Publication year - 2015
Publication title -
pediatric anesthesia
Language(s) - English
Resource type - Journals
SCImago Journal Rank - 0.704
H-Index - 82
eISSN - 1460-9592
pISSN - 1155-5645
DOI - 10.1111/pan.12633
Subject(s) - medicine , rapid sequence induction , pyloromyotomy , neuromuscular blockade , anesthesia , intubation , cricoid pressure , glottis , muscle relaxant , pulmonary aspiration , pyloric stenosis , airway , surgery , stomach , pylorus , larynx
Summary Background Infants with pyloric stenosis are considered to be at high risk of aspiration on induction of anesthesia. Traditionally, texts have recommended classic rapid sequence induction ( RSI ) or awake intubation ( AI ). AI has generally fallen out of favor, while the components of RSI have become increasingly controversial. Infants are at high risk of hypoxemia if ventilation is not maintained while waiting for neuromuscular blockade to establish. The efficacy of cricoid pressure ( CP ) to prevent aspiration has not been proven.

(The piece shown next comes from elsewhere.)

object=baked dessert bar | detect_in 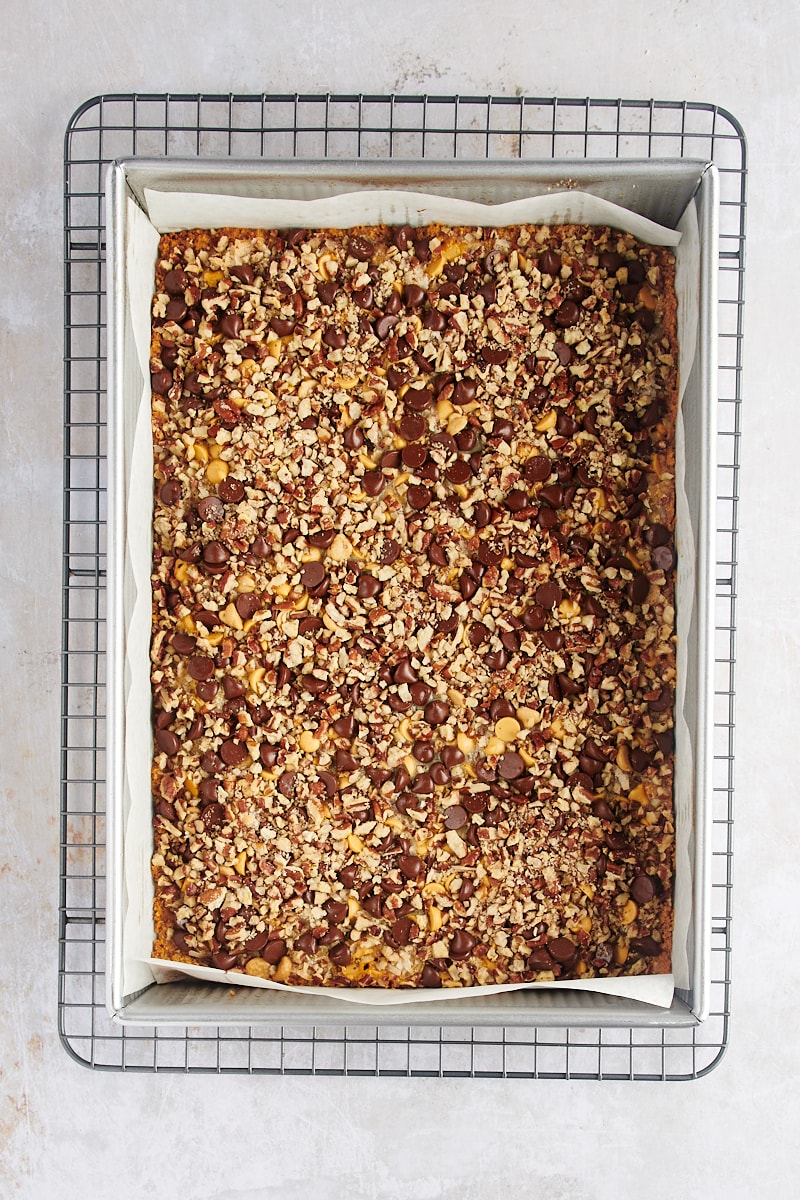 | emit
[151,226,678,988]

It can impair visualization of the glottis and make intubation difficult. It is debatable whether any RSI technique is needed for pyloromyotomy. A recent review of 235 infants reported no aspiration events. These children were anesthetized with a variety of techniques, including RSI , gas induction, and AI . In our institution, we teach a gaseous induction. The nasogastric tube is used to empty the stomach and anesthesia is induced with sevoflurane. A nondepolarizing muscle relaxant is administered and ventilation maintained until neuromuscular blockade is established and intubating conditions are optimal. We report our experience of this technique. Method A retrospective medical notes review of all patients undergoing pyloromyotomy between 2005 and 2012. Results There were 269 patients (84.4% male, mean weight 3.74 kg ± 0.74). Two hundred and fifty‐two (93.7%) received gas inductions and 17 (6.3%) intravenous ( IV ) inductions. Two children received an RSI . No patient‐specific factors were identified to explain operator choice in those receiving IV inductions. There were no recorded aspiration events. Conclusion Gas induction can be considered for children undergoing pyloromyotomy.